武秀昆:首先,现行的《院前医疗急救管理办法》第27条明确规定,120急救中心及其网络成员单位不得从事非急救转运业务,这一由原国家卫计委签发的法规至今仍然有效,从根本上限制了跨省转运的合法性。
其次,120急救服务本身具有鲜明的属地化特征,不仅体现在服务范围的行政区域划分上,更受到传统通信系统条块分割的技术制约。即便在通信技术高度发达的今天,跨省市拨打120急救电话仍存在诸多障碍,这种系统设计上的区隔使得跨区域协调变得异常困难。
最后,从职能定位来看,急救中心的核心任务主要集中在两个方面:日常的紧急医疗出诊和突发公共事件的应急处置。无论是应对普通的心脑血管急症,还是处置重大交通事故等突发事件,急救资源都必须优先保障本地区的应急需求。如果抽调有限的急救力量进行跨省转运,势必会削弱本地区的应急响应能力。
数据显示,某些急救中心单日出诊量最高可达100次,且呼叫时段分布极不均衡。更严峻的是,工矿城市还要随时应对可能发生的群体性事故,需要保留应急机动能力。
此外,院前急救本身“短平快”的服务特性也制约着其服务范围的扩展。急救人员的主要职责是进行现场紧急处置和生命维持,患者的最终救治仍需依赖医院系统完成。
这种阶段性的服务特点,加上院前急救医生相对较低的社会认可度和职业发展空间,都使得整个系统难以支撑跨省转运这样需要长期投入和协调的复杂服务。
解放日报·上观新闻:您认为在未来,公立120是否有可能成为非急救转运的主力军?
武秀昆:至少在现在,不太可能。从财政投入角度看,我国急救系统的经费保障采取分级财政体制,各地急救中心装备水平差异悬殊。这种“分灶吃饭”的财政体制导致基层急救中心维持日常运转已捉襟见肘,更无力承担跨省转运这样的额外任务。
急救中心作为政府主办的具有公共服务职能和公共卫生属性的事业单位,其人员编制、车辆配置都受到严格限制。以某地急救中心为例,20年前批准的90个编制至今未变,而服务人口已从最初规模增长至近千万。救护车从20辆增至五六十辆,分站扩展到二三十个,但人员编制始终无法同步增加。超编人员的经费无法保障。“有钱买车、无钱养人”的困境无法破除。

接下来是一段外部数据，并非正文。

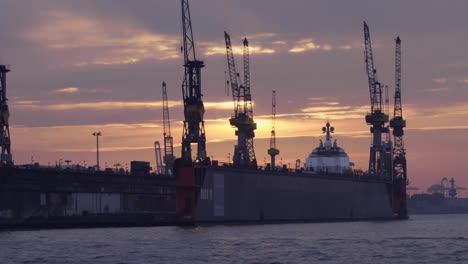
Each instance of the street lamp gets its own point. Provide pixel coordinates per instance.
(97, 134)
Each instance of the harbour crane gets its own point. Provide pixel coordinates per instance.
(5, 141)
(157, 152)
(397, 123)
(380, 159)
(194, 125)
(242, 119)
(168, 140)
(273, 151)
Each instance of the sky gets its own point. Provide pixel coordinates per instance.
(83, 66)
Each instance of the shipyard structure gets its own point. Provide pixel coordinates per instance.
(187, 190)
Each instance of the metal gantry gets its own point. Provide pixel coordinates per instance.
(242, 119)
(168, 140)
(380, 153)
(5, 140)
(194, 126)
(399, 153)
(273, 151)
(157, 152)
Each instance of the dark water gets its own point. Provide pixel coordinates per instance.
(423, 239)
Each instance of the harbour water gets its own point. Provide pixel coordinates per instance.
(422, 239)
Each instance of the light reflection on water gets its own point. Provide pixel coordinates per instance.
(422, 239)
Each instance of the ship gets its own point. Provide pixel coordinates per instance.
(332, 193)
(201, 190)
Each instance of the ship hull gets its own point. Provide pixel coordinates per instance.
(237, 195)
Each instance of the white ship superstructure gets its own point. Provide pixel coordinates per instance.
(328, 157)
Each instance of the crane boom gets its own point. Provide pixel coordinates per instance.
(375, 88)
(242, 119)
(233, 76)
(273, 151)
(5, 141)
(194, 125)
(168, 140)
(246, 57)
(399, 153)
(157, 152)
(380, 152)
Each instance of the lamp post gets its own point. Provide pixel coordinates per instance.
(97, 134)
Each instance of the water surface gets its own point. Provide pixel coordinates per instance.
(422, 239)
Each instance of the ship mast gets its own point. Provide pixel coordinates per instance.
(5, 141)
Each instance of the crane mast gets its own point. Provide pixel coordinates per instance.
(194, 126)
(157, 152)
(273, 151)
(242, 119)
(397, 123)
(168, 140)
(379, 160)
(5, 141)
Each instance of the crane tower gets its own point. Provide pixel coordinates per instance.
(397, 123)
(194, 126)
(242, 119)
(168, 140)
(157, 152)
(379, 152)
(273, 151)
(5, 141)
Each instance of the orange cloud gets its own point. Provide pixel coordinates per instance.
(113, 105)
(67, 90)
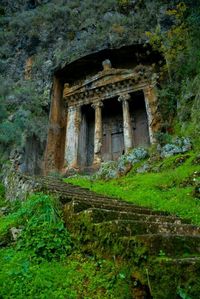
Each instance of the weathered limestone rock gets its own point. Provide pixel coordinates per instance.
(109, 130)
(97, 132)
(154, 117)
(128, 136)
(72, 137)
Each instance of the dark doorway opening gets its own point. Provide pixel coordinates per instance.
(139, 119)
(113, 139)
(86, 138)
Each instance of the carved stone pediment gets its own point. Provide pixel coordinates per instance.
(108, 77)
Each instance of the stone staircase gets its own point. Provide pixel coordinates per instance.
(119, 228)
(162, 250)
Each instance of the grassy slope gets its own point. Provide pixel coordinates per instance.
(40, 265)
(163, 190)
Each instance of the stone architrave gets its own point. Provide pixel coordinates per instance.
(98, 132)
(152, 113)
(128, 136)
(72, 136)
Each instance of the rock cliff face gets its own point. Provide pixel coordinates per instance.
(38, 38)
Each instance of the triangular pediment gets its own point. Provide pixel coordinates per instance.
(103, 78)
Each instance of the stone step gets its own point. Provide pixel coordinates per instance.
(157, 245)
(163, 245)
(121, 228)
(97, 215)
(78, 205)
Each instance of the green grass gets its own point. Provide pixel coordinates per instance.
(44, 263)
(73, 277)
(160, 191)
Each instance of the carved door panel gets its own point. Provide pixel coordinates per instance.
(117, 145)
(90, 144)
(141, 132)
(113, 142)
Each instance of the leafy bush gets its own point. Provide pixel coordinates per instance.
(43, 232)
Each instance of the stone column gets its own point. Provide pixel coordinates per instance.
(98, 133)
(72, 136)
(153, 116)
(128, 135)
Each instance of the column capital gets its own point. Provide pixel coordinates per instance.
(98, 104)
(124, 97)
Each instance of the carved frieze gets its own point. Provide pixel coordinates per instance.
(108, 84)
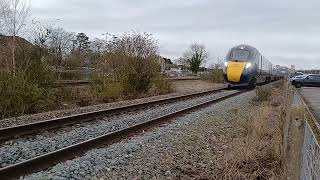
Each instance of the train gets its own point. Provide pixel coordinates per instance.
(246, 66)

解放日报·上观新闻:既然如此,当下有什么解决办法吗?
武秀昆:我还是建议跨省转运服务更适合通过市场化方式解决。
事实上,截至2023年7月,全国已有659家经政府批准的专业非急救转运机构,这种商业化运作模式既能满足社会需求,又可避免给公立急救系统增加过重负担。因此,与其勉强公立120承担超出其能力范围的跨省转运,不如通过政策引导促进社会资本进入该领域,形成公私互补的医疗转运服务体系。
市场化运作的专业转运机构反而展现出更强的适应性,能够通过灵活的人力资源配置满足多样化的转运需求。这种公私分工的格局,在未来相当长时间内可能仍是最具可行性的解决方案。
非急救转运不能“去医疗化”
解放日报·上观新闻:很多人对非急救转运的概念理解不清,您认为应该如何被定义?
武秀昆:以救护车作为核心交通工具和移动医疗平台,专门为患者提供院外转运护送服务的医疗行为。这种服务的本质特征在于其医疗属性——转运对象必须是需要医疗照护的患者,而非普通健康人群。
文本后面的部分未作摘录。